Incident Report for Grafana Cloud

Resolved

We have continued to observe stable workloads and the cluster remains healthy. Engineering has completed coordination and communication efforts with the third-party vendor and, as such, we are considering this issue resolved.

No further updates.

Posted Mar 08, 2023 - 13:19 UTC

Update

We're continuing to monitor our prod-us-central-0 cluster. The cluster is healthy, workloads are stable.

Posted Mar 07, 2023 - 00:18 UTC

Monitoring

Engineering has made a change to mitigate the issue. As of 16:22 UTC, pods in the us-prod-central-0 cluster have entered into an appropriate state and are exhibiting normal behavior. Instances in the us-prod-central-0 cluster should no longer experience adverse behavior.

We will continue to monitor at this time.

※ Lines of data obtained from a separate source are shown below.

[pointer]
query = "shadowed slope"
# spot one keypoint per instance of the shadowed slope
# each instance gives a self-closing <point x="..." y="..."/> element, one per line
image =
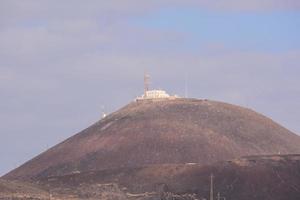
<point x="272" y="177"/>
<point x="160" y="132"/>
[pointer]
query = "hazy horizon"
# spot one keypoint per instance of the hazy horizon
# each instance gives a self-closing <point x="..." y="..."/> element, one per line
<point x="61" y="64"/>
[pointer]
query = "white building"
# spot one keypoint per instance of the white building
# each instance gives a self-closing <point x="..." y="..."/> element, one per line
<point x="153" y="94"/>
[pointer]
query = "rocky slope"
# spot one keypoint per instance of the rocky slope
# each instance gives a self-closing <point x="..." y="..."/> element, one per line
<point x="163" y="132"/>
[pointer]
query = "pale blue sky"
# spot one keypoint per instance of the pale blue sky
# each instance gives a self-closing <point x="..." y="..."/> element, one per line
<point x="60" y="63"/>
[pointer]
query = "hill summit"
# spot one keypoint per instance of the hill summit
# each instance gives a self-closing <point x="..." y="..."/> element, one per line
<point x="151" y="132"/>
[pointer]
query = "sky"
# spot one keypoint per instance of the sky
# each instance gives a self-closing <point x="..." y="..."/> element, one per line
<point x="64" y="62"/>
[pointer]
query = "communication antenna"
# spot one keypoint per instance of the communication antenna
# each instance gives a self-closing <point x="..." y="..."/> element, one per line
<point x="103" y="112"/>
<point x="211" y="187"/>
<point x="186" y="86"/>
<point x="146" y="83"/>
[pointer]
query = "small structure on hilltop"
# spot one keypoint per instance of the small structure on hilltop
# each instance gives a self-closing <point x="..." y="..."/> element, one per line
<point x="153" y="94"/>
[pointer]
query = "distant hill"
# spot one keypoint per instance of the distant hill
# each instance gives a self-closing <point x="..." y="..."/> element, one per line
<point x="274" y="177"/>
<point x="163" y="132"/>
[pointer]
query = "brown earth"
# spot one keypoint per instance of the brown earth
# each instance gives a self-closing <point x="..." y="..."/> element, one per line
<point x="273" y="177"/>
<point x="163" y="132"/>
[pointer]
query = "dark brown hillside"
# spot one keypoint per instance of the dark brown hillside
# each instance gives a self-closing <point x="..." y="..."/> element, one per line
<point x="275" y="177"/>
<point x="163" y="132"/>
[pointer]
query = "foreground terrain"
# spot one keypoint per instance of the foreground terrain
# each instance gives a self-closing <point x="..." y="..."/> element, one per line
<point x="275" y="177"/>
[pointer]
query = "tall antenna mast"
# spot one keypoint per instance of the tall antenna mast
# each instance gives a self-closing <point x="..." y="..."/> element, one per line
<point x="211" y="187"/>
<point x="186" y="86"/>
<point x="146" y="83"/>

Posted Mar 03, 2023 - 16:30 UTC

Identified

As of 15:45 UTC, we have observed pods re-entering a poor state within the us-prod-central-0 cluster, only. The underlying issue is stemming from a third-party vendor, and Engineering is actively engaged to restore functionality.

Instances within the us-prod-central-0 cluster may experience an inability to initialize or start. We will continue to provide updates as we learn more and undertake mitigation efforts.

Posted Mar 03, 2023 - 16:01 UTC

Update

Engineering continues to engage with the third-party vendor while we await further details surrounding root cause.

We've continued to observe normal pod behaviors and will continue to monitor.

Posted Mar 02, 2023 - 20:36 UTC

Update

We continue to observe normal pod behavior and instance functionality for the us-prod-central-0 cluster.

We will continue to monitor the state of this issue, pending information from the third-party vendor surrounding details of the poor cluster behavior.

Posted Mar 01, 2023 - 22:58 UTC

Monitoring

Engineering has made a change to mitigate the issue. As of 21:40 UTC, pods in the us-prod-central-0 cluster have entered into an appropriate state and are exhibiting normal behavior. Instances in the us-prod-central-0 cluster should no longer experience adverse behavior.

We will continue to monitor the state of this issue and relay any additional updates.

Posted Mar 01, 2023 - 21:48 UTC

Identified

As of 20:44 UTC, we were alerted to a quantity of pods entering a poor state within the us-prod-central-0 cluster, only. The underlying issue is stemming from a third-party vendor, and Engineering is actively engaged to restore functionality.

Instances within the us-prod-central-0 cluster may experience an inability to initialize or start. We will continue to provide updates as we learn more.

Posted Mar 01, 2023 - 20:56 UTC

This incident affected: Grafana Cloud: Hosted Grafana (GCP US Central - prod-us-central-0).